EU urges companies to pump gas to Ukraine facilities – Report
16 May 2014 16:46
The European Commission has encouraged European natural gas companies to buy and pump gas to storage facilities in Ukraine to help guarantee uninterrupted gas transit this winter, the Kommersant business daily said Friday, citing market sources.
Ukraine previously pumped gas to its underground gas storage facilities itself, but it has refused to pay for its current gas imports amid the deep political and economic crisis in the country.
Kiev, which owes $3.5 billion for Russian gas delivered over the last 16 months, has no funds to pay for the additional 8 billion cubic meters of gas, worth $4 billion, to be pumped to underground facilities.
At informal consultations, major European companies asked the European Commission, the EU’s powerful executive body, to provide political guarantees that the gas will not disappear after it is pumped to the storage facilities.
Brussels has failed to provide such guarantees, the report says. Experts believe that amid Kiev’s chronic non-payment for gas, EU businesses will inevitably take risks to secure the gas transit. “Such a position [of the European Commission] is not encouraging,” the source told the newspaper.

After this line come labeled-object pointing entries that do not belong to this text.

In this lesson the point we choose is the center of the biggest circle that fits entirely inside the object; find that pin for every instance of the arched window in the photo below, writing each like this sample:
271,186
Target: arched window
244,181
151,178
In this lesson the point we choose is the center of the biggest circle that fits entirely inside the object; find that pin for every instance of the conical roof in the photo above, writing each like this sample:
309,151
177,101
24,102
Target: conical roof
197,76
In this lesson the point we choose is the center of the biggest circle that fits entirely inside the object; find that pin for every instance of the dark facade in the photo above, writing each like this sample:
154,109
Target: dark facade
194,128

At talks with EU Energy Commissioner Gunther Oettinger, Ukraine Energy Minister Yuri Prodan confirmed that the country’s energy giant Naftogaz owns only half of 9 billion cubic meters of gas currently in storage, while the rest belongs to Ukrainian billionaire Dmitry Firtash’s Ostchem holding.
“Asked whether this gas amount could be used by Naftogaz if needed, the answer was: We will manage somehow to agree with Firtash,” one of the sources told Kommersant.
Another source told the newspaper that despite gas concerns, the European business will not take any particular steps in the upcoming month to solve the problem.
“Everyone is waiting for the results of the Ukrainian presidential elections, the polls in Europe and the shake-up of the European Commission,” the source said adding “no one wants to spend money.”
Russian President Vladimir Putin addressed world leaders on Thursday, raising concerns once again about Ukraine’s gas debt. The Russian leader stressed that the decision to introduce advance payments for deliveries of natural gas to Ukraine was a desperate measure, as “Gazprom has not received a single payment for the gas supplied to Ukraine, and the total debt has grown from $2.237 billion to $3.508 billion.”
Putin, however, stressed that Russia was still open for dialogue and urged the European countries and the European Commission to actively engage in joint efforts aimed at normalizing the situation in Ukraine.